Martin schüttelte den Kopf. »Keiner überlebt diese Angriffe. Die Schiffe fahren raus und dann verschwinden sie einfach auf Nimmerwiedersehen. « Er beugte sich vor und sagte in vertraulichem Ton: »Die Seeleute meinen, es geht dabei nicht mit rechten Dingen zu.« Er nickte augenzwinkernd, dann lehnte er sich wieder zurück.
Brom schienen seine Worte zu beunruhigen. »Und was denkst du?«
Martin zuckte mit den Schultern. »Keine Ahnung. Und ich glaube auch nicht, dass ich es jemals erfahren werde, es sei denn, ich habe das Pech, auf einem der gekaperten Schiffe anzuheuern.«
»Bist du auch ein Seemann?«, fragte Eragon.

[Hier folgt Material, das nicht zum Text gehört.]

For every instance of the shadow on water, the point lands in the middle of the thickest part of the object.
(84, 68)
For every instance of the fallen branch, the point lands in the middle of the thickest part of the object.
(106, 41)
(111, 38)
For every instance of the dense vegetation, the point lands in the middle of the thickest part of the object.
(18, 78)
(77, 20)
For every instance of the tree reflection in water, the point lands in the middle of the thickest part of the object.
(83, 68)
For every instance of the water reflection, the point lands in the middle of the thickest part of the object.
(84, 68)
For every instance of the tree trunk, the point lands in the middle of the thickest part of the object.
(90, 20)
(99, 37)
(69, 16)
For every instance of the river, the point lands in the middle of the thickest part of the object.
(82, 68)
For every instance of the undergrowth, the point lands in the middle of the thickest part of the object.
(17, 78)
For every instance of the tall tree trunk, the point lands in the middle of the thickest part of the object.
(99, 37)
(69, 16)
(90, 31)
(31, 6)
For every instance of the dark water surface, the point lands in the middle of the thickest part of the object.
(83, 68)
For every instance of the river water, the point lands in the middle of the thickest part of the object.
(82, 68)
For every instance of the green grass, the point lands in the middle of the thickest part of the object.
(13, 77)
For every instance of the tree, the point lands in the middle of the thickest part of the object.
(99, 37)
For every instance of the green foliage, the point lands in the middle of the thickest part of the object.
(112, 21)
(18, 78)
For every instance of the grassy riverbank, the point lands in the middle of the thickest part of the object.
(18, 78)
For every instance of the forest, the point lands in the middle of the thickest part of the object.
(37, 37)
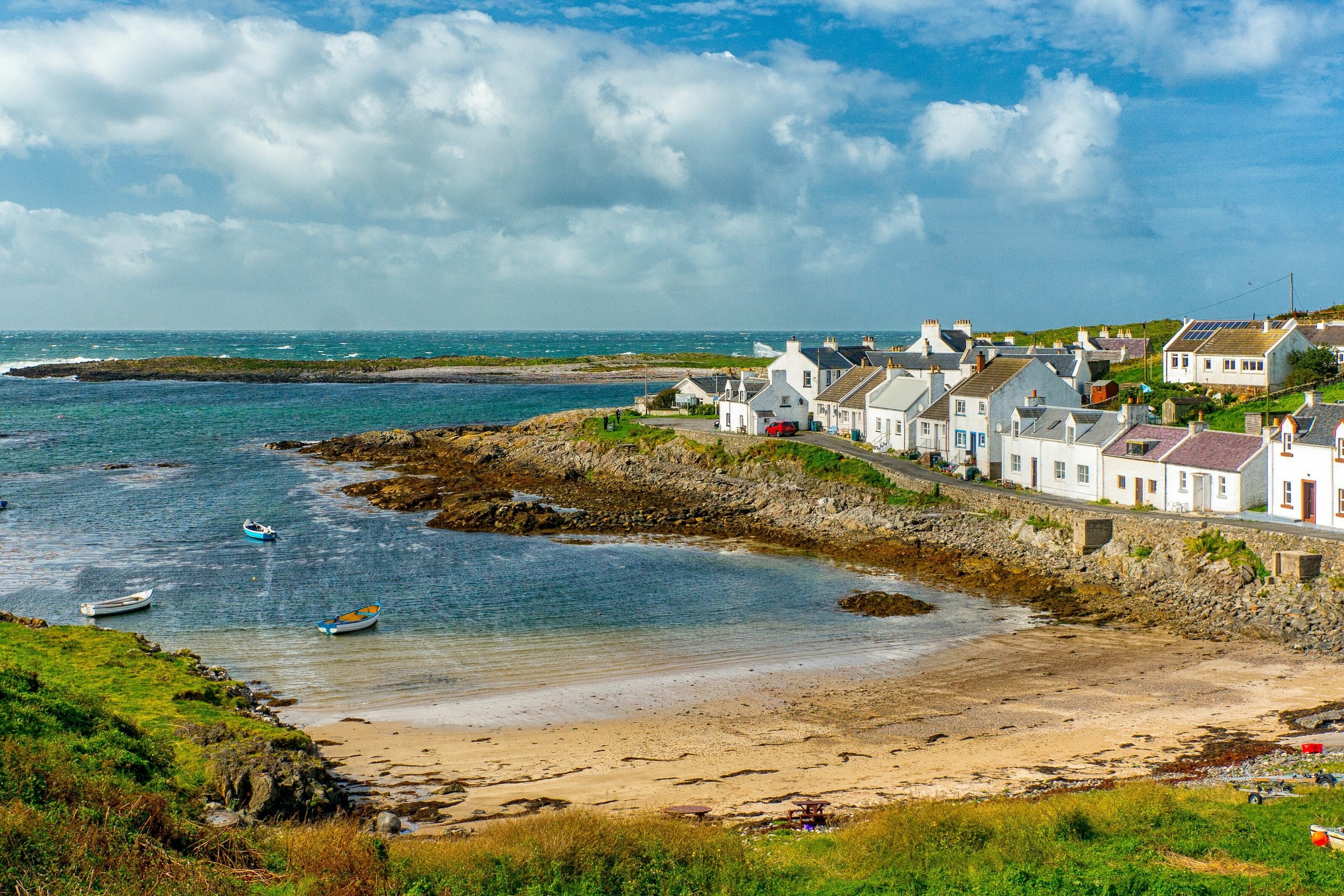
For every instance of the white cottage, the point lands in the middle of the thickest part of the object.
(752, 405)
(1307, 465)
(894, 406)
(1058, 451)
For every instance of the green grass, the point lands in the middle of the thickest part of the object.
(823, 464)
(628, 432)
(1215, 547)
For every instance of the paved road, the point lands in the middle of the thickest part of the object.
(914, 471)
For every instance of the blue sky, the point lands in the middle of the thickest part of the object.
(721, 163)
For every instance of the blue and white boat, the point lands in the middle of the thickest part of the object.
(353, 621)
(259, 531)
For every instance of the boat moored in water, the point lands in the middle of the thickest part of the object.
(130, 604)
(259, 531)
(353, 621)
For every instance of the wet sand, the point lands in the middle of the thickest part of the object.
(1051, 706)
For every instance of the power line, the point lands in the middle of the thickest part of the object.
(1238, 296)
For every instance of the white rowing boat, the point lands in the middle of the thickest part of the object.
(130, 604)
(353, 621)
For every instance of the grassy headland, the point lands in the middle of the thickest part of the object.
(98, 794)
(261, 370)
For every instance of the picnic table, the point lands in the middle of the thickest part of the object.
(689, 812)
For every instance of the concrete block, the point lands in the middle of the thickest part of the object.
(1092, 534)
(1298, 566)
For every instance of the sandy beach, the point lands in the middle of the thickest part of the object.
(1045, 707)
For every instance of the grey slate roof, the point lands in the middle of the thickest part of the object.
(1214, 451)
(916, 360)
(1316, 425)
(1166, 438)
(1053, 426)
(828, 359)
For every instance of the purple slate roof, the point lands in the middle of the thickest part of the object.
(1167, 438)
(1215, 451)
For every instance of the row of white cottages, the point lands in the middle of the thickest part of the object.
(1012, 414)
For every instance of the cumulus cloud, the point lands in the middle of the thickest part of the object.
(1056, 147)
(441, 116)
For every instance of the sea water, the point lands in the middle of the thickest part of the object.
(19, 348)
(119, 487)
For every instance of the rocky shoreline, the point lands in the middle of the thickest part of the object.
(550, 476)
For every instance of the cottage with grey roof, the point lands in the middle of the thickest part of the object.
(1307, 465)
(1058, 451)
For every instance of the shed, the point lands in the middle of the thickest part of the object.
(1102, 392)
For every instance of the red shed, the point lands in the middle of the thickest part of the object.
(1104, 392)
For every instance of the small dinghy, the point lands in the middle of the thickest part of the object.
(353, 621)
(1332, 837)
(130, 604)
(259, 531)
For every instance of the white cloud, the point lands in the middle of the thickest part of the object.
(453, 113)
(1057, 146)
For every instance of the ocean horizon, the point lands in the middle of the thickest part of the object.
(19, 348)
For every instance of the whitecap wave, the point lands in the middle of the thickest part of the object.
(13, 366)
(761, 350)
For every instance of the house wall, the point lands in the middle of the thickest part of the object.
(1306, 462)
(1152, 472)
(1047, 453)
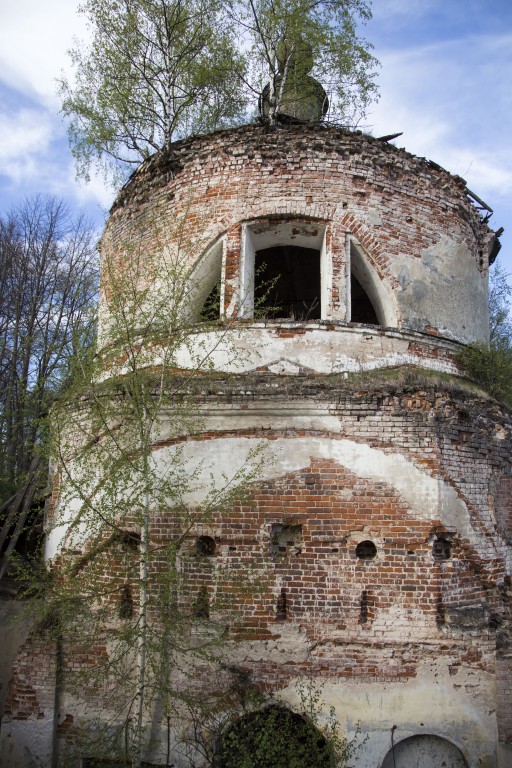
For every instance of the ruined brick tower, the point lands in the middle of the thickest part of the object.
(385, 515)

»Nein«, entrüstete sich Martin. »Sehe ich etwa so aus? Die Kapitäne nehmen mich in ihre Dienste, um ihre Schiffe gegen Piraten zu verteidigen. Und dieser diebische Abschaum war in letzter Zeit nicht sonderlich aktiv. Trotzdem, es ist eine gute Arbeit.«
»Aber auch eine gefährliche«, entgegnete Brom. Martin zuckte erneut mit den Schultern und trank sein Bier aus. Brom und Eragon standen auf und machten sich auf den Weg zur Westseite der Stadt, dem hübscheren Teil von Teirm. Die Häuser waren groß, sauber und prunkvoll verziert. Die Leute auf den Straßen trugen prächtige Kleider und hatten einen selbstbewussten Gang. Eragon kam sich fehl am Platz vor. Er hatte das unangenehme Gefühl aufzufallen.